Kapolri Jenderal Polisi Listyo Sigit Prabowo mengatakan kualitas dan keamanan makanan menjadi perhatian utama dalam pelaksanaan program MBG yang saat ini terus diperluas di seluruh Indonesia.
Pernyataan itu disampaikan saat memberikan laporan kepada Presiden RI Prabowo Subianto dalam kegiatan panen raya jagung serentak kuartal II dan launching operasional 166 SPPG Polri di Kabupaten Tuban, Jawa Timur, Sabtu (16/5/2026).
Kapolri menjelaskan, hingga saat ini Polri telah memiliki 1.376 SPPG yang terdiri dari dapur yang sudah beroperasi, tahap persiapan, hingga masih dalam pembangunan.
Polri juga menargetkan pembangunan 1.500 SPPG di seluruh Indonesia pada tahun 2026 untuk mendukung perluasan program makan bergizi gratis.
Namun di balik jumlah yang besar tersebut, Kapolri menegaskan bahwa aspek keamanan pangan tetap menjadi prioritas utama.
Menurutnya, seluruh dapur MBG Polri telah dilengkapi dengan berbagai sertifikat untuk menjamin kualitas makanan yang diberikan kepada masyarakat.
“Sertifikat Penjamah Makanan, Sertifikat Laik Higiene Sanitasi, Sertifikat Jaminan Produk Halal, Sertifikat Uji Laboratorium Air, serta menerapkan prinsip food safety secara konsisten,” ujar Sigit.
Kapolri mengatakan, penerapan standar tersebut dilakukan untuk memastikan makanan yang diproduksi benar-benar aman, sehat, dan layak dikonsumsi.
Program MBG sendiri menyasar masyarakat yang membutuhkan dukungan pemenuhan gizi, termasuk anak-anak dan kelompok rentan.

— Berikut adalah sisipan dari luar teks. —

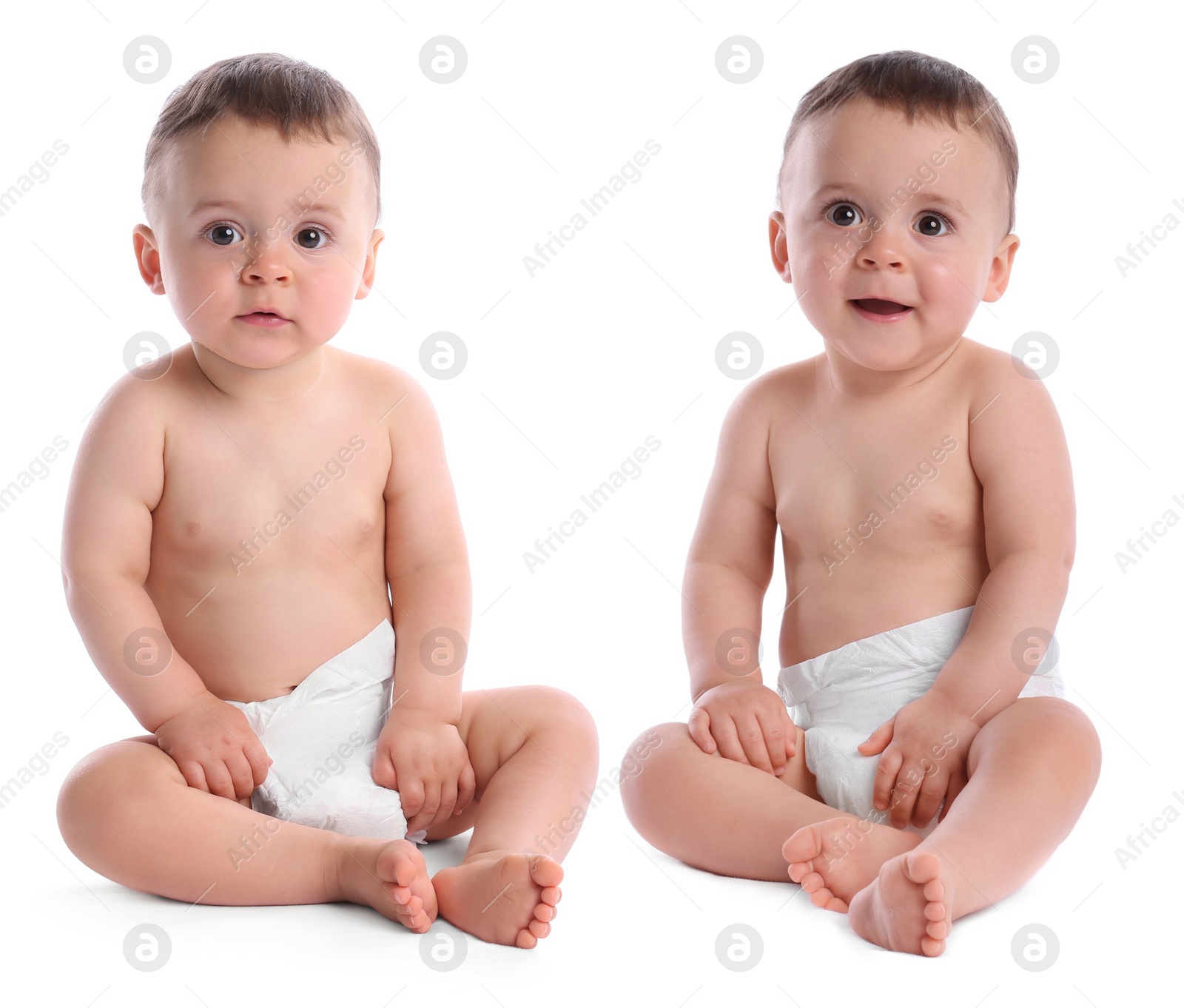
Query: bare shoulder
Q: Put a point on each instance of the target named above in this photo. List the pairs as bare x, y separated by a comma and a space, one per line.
771, 394
398, 402
995, 378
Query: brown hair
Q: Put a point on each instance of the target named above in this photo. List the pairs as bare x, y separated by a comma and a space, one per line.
266, 89
919, 87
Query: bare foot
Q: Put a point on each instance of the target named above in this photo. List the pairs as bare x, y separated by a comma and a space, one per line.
394, 879
501, 897
909, 907
836, 858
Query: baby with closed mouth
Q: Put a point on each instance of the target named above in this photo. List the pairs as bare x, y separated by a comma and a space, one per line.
918, 759
294, 753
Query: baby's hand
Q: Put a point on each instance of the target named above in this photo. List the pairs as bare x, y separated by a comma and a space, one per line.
749, 723
426, 761
215, 749
927, 742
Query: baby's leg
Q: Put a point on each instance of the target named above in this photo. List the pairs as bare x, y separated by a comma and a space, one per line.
732, 819
533, 751
1030, 770
126, 812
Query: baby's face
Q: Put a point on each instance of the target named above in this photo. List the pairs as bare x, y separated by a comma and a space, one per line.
937, 250
232, 232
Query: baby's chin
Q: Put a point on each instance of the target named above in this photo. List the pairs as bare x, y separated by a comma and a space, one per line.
255, 352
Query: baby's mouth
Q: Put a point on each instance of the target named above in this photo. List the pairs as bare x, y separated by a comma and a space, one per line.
879, 307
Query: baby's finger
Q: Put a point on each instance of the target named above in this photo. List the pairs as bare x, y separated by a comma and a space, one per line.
724, 731
258, 759
426, 815
195, 776
218, 779
791, 733
699, 725
752, 738
933, 788
448, 801
953, 788
240, 773
909, 785
468, 788
411, 796
775, 741
886, 779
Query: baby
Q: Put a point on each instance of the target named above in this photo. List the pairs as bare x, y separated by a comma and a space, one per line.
923, 489
235, 519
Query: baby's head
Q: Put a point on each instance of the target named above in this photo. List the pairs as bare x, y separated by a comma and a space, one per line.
898, 181
260, 191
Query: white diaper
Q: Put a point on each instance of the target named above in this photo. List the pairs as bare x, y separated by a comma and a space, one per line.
323, 738
840, 698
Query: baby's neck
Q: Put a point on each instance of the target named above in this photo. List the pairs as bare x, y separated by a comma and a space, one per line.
288, 382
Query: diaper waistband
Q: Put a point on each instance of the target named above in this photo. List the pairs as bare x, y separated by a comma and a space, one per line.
884, 659
366, 661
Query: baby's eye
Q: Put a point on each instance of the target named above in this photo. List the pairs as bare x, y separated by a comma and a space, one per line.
842, 213
929, 221
311, 238
219, 236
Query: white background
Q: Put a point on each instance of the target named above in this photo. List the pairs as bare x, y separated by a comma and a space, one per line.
568, 373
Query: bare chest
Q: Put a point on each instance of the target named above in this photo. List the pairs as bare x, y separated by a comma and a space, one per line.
885, 485
246, 497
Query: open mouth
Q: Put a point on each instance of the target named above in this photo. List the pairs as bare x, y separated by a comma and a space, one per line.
878, 307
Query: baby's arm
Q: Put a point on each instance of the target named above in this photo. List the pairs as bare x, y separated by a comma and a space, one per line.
1020, 456
728, 569
420, 753
1018, 453
118, 481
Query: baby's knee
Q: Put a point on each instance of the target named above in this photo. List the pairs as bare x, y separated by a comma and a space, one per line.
639, 765
101, 781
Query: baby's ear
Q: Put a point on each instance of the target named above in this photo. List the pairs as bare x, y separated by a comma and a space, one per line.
364, 288
777, 246
147, 258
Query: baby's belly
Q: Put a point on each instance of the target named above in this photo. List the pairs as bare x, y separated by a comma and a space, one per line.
258, 637
880, 596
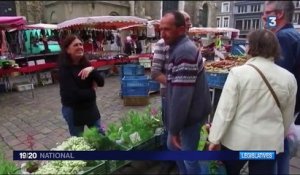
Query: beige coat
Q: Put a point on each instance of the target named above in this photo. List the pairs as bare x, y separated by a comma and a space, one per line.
247, 117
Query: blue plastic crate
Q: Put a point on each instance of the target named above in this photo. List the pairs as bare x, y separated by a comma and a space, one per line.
135, 86
154, 86
216, 80
132, 69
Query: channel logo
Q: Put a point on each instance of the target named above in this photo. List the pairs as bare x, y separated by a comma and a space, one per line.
271, 22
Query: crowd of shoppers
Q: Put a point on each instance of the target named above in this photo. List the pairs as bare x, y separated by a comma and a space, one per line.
258, 104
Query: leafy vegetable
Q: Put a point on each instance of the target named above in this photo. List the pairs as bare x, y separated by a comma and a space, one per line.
97, 140
145, 123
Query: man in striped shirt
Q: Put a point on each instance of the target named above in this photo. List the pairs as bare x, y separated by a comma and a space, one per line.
187, 93
158, 73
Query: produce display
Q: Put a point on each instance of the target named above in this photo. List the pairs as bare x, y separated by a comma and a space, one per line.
136, 127
224, 66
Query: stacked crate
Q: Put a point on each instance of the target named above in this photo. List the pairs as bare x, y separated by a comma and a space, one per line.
134, 85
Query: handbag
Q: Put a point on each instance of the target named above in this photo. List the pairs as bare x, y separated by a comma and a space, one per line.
268, 84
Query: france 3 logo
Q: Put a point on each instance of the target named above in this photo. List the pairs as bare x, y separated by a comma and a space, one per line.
271, 22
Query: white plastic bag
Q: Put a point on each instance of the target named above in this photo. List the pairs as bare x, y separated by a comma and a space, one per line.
294, 139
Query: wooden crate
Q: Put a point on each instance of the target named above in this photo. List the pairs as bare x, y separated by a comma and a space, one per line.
136, 100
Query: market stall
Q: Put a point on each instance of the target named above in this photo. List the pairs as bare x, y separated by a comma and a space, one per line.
102, 43
148, 38
219, 60
217, 46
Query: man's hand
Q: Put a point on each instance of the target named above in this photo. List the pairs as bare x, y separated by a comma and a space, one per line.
161, 79
95, 85
176, 141
84, 73
214, 147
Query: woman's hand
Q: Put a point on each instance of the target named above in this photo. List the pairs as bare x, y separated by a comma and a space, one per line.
214, 147
95, 85
84, 73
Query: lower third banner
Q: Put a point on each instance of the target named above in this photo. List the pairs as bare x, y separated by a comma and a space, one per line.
143, 155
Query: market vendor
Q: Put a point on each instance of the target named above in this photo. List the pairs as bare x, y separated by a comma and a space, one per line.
218, 42
45, 43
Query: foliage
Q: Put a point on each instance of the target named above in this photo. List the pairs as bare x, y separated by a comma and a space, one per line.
144, 123
97, 140
7, 167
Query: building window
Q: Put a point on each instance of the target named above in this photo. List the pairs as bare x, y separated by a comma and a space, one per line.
225, 21
255, 23
247, 24
297, 4
255, 8
218, 22
239, 24
242, 9
225, 7
296, 19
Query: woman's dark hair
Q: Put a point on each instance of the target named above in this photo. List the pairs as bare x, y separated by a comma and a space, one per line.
65, 58
263, 43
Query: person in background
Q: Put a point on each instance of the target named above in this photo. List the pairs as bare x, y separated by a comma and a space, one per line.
158, 73
45, 43
187, 94
78, 81
218, 42
128, 47
289, 40
248, 117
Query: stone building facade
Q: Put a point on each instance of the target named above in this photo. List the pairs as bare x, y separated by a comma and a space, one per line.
201, 12
32, 10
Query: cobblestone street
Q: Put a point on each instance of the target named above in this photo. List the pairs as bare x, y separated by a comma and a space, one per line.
21, 115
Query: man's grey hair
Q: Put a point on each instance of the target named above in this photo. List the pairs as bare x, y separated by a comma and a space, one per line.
288, 8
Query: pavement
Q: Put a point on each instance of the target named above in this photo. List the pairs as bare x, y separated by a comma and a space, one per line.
40, 117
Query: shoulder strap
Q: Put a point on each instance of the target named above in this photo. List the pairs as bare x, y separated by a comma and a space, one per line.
267, 83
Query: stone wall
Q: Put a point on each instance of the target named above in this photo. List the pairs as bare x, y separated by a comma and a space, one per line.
60, 11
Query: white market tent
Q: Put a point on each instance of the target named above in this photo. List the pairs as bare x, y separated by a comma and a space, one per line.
101, 22
41, 26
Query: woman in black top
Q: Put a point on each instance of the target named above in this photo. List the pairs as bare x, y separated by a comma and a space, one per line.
78, 81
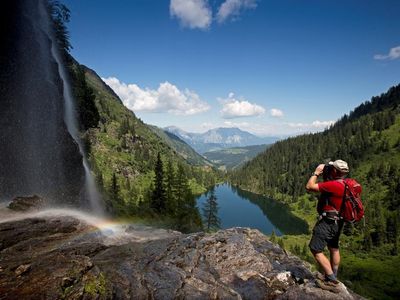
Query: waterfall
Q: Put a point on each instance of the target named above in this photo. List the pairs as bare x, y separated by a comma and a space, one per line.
70, 118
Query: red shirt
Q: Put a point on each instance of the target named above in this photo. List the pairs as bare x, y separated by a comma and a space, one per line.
331, 195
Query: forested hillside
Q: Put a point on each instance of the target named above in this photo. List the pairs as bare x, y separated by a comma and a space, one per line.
138, 173
369, 140
232, 158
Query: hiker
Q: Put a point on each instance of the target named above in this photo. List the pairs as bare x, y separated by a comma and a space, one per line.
328, 227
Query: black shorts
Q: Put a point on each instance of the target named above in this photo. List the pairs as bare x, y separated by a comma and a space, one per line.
326, 232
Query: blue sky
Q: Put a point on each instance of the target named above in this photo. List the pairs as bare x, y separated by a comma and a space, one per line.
268, 67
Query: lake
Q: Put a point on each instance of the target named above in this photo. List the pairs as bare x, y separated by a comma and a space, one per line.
239, 208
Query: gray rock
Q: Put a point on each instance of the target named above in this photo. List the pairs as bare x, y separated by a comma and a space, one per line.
27, 203
70, 259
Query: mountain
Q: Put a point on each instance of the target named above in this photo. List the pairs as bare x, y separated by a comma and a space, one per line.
219, 138
181, 147
232, 158
124, 153
369, 140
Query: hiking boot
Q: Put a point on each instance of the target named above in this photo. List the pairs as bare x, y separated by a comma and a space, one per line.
329, 285
319, 276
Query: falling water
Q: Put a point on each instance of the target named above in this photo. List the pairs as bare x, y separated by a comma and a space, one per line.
70, 117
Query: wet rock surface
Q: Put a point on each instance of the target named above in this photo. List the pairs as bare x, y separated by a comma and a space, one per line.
63, 257
27, 203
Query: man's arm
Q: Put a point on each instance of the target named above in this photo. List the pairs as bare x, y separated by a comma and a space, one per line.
312, 184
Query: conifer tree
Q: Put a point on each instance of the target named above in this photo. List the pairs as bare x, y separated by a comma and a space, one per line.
158, 196
210, 212
170, 189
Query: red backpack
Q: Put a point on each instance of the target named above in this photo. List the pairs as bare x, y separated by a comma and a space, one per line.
352, 209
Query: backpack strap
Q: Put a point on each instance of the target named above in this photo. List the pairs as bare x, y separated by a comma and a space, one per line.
342, 206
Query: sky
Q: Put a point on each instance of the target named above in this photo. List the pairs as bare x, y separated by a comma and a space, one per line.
272, 68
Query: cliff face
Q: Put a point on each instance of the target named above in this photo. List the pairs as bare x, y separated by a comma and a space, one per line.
37, 154
55, 255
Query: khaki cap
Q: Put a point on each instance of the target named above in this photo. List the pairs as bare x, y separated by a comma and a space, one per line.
340, 165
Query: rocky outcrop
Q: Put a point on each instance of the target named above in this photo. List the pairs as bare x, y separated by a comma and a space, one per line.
56, 257
27, 203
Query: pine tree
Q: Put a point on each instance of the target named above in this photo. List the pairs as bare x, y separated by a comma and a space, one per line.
281, 243
158, 197
272, 238
210, 212
187, 216
115, 190
170, 189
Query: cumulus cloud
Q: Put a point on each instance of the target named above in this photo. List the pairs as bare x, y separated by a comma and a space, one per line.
191, 13
277, 113
394, 53
167, 98
234, 108
232, 9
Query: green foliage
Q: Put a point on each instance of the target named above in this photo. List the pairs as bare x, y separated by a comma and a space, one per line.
210, 212
233, 158
158, 198
124, 155
368, 139
60, 15
273, 238
88, 115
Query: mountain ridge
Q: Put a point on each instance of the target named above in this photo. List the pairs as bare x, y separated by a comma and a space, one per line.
220, 138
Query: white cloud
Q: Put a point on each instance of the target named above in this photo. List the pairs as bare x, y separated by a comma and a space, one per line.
167, 98
191, 13
233, 8
394, 53
234, 108
277, 113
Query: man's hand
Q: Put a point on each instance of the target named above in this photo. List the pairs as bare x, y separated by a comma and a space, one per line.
312, 184
320, 169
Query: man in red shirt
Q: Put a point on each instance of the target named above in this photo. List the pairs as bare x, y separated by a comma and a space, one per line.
327, 230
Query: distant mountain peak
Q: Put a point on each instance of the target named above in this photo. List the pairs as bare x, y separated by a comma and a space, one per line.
219, 138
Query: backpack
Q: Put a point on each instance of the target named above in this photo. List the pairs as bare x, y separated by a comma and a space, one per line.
352, 209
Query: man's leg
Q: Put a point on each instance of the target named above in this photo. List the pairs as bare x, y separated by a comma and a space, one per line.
335, 259
323, 262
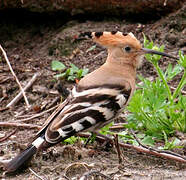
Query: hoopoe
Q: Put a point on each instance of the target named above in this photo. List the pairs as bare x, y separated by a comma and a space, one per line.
97, 99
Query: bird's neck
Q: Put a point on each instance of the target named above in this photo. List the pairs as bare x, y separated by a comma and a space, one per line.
123, 66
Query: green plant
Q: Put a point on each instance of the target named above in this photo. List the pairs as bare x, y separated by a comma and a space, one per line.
155, 109
71, 74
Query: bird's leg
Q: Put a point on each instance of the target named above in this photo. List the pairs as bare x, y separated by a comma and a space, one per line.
107, 139
89, 138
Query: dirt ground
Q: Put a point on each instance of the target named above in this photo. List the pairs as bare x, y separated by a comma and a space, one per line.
32, 41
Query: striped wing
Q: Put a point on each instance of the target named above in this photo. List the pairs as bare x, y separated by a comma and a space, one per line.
88, 109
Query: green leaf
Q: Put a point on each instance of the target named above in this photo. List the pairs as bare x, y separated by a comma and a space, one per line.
91, 48
74, 68
148, 140
85, 72
62, 75
57, 66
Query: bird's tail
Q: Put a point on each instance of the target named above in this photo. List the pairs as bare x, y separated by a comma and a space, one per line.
22, 158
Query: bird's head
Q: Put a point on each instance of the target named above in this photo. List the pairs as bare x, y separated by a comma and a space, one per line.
122, 48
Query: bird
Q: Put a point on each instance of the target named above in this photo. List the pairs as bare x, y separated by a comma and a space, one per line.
97, 99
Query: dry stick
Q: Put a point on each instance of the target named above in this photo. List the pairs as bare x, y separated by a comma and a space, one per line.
117, 148
19, 125
19, 96
91, 173
7, 136
33, 172
159, 153
182, 91
10, 67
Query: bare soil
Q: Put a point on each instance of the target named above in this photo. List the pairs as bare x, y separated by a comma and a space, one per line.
32, 41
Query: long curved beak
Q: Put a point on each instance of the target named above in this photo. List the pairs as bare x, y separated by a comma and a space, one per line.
150, 51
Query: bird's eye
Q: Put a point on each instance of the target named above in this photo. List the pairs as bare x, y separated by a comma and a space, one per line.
127, 48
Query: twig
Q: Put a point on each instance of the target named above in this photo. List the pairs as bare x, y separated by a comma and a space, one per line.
92, 173
159, 153
117, 148
19, 125
22, 91
182, 91
7, 136
19, 96
37, 115
33, 172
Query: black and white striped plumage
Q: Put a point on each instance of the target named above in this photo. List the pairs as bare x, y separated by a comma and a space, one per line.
97, 99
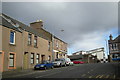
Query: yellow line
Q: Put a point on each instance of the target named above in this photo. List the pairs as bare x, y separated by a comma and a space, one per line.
101, 76
107, 76
90, 76
97, 76
114, 76
83, 75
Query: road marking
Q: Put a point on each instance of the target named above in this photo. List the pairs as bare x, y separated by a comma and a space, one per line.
90, 76
97, 76
47, 75
114, 76
101, 76
107, 76
27, 74
83, 75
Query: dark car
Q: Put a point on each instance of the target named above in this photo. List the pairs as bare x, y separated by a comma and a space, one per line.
44, 65
78, 62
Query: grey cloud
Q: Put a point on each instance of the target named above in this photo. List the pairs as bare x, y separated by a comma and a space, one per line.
76, 19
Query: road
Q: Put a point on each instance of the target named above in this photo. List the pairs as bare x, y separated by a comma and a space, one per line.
96, 70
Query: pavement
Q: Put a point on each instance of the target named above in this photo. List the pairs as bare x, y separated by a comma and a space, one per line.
84, 71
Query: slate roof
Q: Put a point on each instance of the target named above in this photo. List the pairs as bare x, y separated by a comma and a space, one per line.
24, 27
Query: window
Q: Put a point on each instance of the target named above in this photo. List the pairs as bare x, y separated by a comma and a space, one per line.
12, 37
29, 39
32, 58
37, 58
12, 59
35, 41
49, 58
49, 45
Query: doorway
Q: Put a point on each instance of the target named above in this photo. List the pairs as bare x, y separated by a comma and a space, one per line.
42, 58
1, 61
26, 60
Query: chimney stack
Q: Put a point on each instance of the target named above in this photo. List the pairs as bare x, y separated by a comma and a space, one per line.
37, 25
110, 36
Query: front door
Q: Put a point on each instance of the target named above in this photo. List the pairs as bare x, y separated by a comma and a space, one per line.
26, 60
1, 61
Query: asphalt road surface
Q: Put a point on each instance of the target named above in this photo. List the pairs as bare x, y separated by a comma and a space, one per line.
95, 70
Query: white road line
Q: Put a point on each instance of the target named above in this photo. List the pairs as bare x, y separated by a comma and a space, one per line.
47, 75
27, 74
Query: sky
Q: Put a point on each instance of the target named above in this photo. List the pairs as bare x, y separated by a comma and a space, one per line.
86, 25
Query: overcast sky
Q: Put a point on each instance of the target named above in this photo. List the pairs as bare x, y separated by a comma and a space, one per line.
86, 25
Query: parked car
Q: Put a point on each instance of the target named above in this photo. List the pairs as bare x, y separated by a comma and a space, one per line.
44, 65
78, 62
59, 62
68, 62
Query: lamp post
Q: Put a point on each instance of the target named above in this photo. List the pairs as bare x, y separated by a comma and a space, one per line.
107, 49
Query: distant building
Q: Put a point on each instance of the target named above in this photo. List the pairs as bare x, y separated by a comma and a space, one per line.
80, 52
91, 56
114, 47
99, 53
23, 46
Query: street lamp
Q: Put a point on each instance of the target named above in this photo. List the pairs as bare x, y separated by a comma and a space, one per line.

Karena itu, Polri memastikan setiap proses pengolahan makanan dilakukan sesuai standar kesehatan dan kebersihan.
Selain menjaga kualitas pangan, keberadaan SPPG juga diharapkan mampu memberikan dampak positif bagi kesehatan masyarakat secara luas.
Kapolri menyebut program tersebut merupakan bagian dari dukungan Polri terhadap agenda pemerintah dalam meningkatkan kesejahteraan dan kualitas sumber daya manusia Indonesia.
“Sehingga dapat memberikan dampak nyata bagi peningkatan kesehatan dan kesejahteraan masyarakat,” katanya.
Program MBG mendapat perhatian luas karena menjadi salah satu langkah strategis pemerintah dalam memperkuat kualitas generasi muda Indonesia melalui pemenuhan gizi.